The eight outputs from the storage flipflops inside IC4 & IC5 are connected to eight relay driver circuits using transistors Q1-Q8. As a result, the relay (RLY1 - RLY8) corresponding to the message line which was pulled down by its reed switch will be energised, switching the output of the audio amplifier through to that particular speaker.

For example, if reed switch 8 was closed, a ‘1’ will be stored in flipflop 5 of IC4 and O5 (pin 15) of IC4 will go high, causing Q8 to be turned on and energising RLY8 to switch the audio through to speaker 8.

Whichever speaker is turned on to replay the sound at that location also needs to be turned off again, when the replayed sound or message ends. This automatic turn-off is achieved by the simple circuitry involving diode D1 and inverter IC1f, which senses the BUSY-bar logic signal available from pin 10 of the HK828 recorder chip inside the recorder module. This logic signal goes low during playback (or recording) of any of the messages and returns high only when the message ends.

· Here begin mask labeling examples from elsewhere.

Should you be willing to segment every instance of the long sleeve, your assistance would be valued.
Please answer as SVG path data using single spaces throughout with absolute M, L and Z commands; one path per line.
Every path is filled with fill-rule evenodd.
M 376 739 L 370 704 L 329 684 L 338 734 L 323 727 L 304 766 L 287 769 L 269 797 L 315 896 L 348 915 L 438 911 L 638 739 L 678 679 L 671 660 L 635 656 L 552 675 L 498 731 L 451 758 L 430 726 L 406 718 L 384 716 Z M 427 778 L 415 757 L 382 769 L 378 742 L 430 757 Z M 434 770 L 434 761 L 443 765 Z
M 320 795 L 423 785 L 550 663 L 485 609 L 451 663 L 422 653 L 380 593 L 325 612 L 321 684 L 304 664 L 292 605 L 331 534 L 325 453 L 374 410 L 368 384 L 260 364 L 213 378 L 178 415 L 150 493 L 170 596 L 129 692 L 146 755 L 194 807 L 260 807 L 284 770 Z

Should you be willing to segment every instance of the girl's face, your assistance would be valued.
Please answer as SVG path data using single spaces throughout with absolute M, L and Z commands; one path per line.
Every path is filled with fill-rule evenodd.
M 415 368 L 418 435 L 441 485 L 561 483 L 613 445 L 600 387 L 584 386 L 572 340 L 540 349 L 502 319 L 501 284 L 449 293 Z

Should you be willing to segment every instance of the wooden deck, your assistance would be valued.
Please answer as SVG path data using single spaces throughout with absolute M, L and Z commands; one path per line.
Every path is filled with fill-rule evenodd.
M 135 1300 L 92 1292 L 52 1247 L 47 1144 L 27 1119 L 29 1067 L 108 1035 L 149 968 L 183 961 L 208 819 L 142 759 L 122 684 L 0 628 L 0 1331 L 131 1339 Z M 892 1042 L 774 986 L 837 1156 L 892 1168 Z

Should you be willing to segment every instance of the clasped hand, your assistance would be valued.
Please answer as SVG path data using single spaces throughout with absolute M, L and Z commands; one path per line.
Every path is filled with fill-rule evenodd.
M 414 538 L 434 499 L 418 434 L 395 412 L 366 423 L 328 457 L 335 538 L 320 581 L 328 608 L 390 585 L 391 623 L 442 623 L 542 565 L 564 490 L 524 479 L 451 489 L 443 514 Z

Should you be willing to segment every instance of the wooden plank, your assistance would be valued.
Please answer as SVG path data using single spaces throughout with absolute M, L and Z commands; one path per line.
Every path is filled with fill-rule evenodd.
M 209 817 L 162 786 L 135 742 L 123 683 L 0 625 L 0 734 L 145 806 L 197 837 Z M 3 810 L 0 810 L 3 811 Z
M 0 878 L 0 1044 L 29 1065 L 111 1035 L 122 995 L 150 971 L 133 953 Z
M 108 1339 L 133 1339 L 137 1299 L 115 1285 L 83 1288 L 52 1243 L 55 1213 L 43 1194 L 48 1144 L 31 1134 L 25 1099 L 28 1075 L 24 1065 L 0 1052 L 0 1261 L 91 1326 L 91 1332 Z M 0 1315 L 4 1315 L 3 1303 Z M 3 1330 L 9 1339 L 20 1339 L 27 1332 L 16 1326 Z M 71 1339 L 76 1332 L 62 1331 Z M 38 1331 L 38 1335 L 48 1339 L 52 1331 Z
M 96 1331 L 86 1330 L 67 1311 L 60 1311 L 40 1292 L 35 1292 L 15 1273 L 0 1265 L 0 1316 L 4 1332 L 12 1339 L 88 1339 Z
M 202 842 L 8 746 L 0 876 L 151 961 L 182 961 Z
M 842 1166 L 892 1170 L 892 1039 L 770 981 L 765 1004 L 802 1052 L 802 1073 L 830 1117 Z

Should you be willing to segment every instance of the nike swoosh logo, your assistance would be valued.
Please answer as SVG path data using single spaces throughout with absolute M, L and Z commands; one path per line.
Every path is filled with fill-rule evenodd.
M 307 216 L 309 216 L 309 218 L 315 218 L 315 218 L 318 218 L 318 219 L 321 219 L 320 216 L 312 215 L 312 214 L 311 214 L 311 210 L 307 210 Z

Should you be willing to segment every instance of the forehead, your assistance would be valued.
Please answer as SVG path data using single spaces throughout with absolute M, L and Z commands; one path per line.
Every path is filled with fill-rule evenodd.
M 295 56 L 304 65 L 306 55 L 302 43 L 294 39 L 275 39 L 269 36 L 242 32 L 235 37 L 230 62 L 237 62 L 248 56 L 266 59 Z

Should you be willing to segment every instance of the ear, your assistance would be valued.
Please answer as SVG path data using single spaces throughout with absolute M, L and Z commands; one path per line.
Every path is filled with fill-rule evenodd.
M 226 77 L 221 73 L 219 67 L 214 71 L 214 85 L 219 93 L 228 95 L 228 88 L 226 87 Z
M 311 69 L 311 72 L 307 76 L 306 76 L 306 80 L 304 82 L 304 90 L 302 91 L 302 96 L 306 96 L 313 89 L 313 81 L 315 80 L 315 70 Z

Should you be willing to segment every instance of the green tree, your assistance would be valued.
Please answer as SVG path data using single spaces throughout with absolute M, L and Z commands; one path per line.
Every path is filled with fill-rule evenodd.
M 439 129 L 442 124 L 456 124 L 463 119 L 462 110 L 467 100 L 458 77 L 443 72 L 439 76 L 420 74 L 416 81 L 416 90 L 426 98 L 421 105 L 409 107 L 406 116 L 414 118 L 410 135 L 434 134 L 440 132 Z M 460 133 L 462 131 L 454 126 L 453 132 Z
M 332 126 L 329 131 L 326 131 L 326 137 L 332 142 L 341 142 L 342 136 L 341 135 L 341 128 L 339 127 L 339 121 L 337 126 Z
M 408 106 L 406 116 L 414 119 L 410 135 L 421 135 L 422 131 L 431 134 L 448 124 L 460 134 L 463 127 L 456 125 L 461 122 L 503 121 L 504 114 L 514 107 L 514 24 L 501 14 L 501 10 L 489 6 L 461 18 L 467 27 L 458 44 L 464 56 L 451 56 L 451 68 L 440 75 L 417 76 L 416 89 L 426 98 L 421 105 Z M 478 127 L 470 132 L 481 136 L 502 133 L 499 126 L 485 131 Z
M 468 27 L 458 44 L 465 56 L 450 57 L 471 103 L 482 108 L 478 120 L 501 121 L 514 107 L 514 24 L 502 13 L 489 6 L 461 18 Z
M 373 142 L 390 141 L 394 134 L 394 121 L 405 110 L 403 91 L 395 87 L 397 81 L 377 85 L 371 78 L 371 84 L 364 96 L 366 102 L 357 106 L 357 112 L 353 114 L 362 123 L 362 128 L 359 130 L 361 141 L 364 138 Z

The ‘return to high’ edge of the signal is differentiated by a 100nF capacitor and 100kΩ resistor and clipped by diode D1 at the input of IC1f, to produce a brief positive-going pulse. IC1f inverts this pulse to produce a brief active-low reset pulse for both IC4 & IC5. As a result, all the storage flipflops are reset at the end of any message playback, turning off all relays at the same time.

The relays used in this circuit are not critical but should be capable of operating from 12V with a coil current of no more than about 30-40mA. The low cost SY-4066 relays sold by Jaycar would be quite suitable.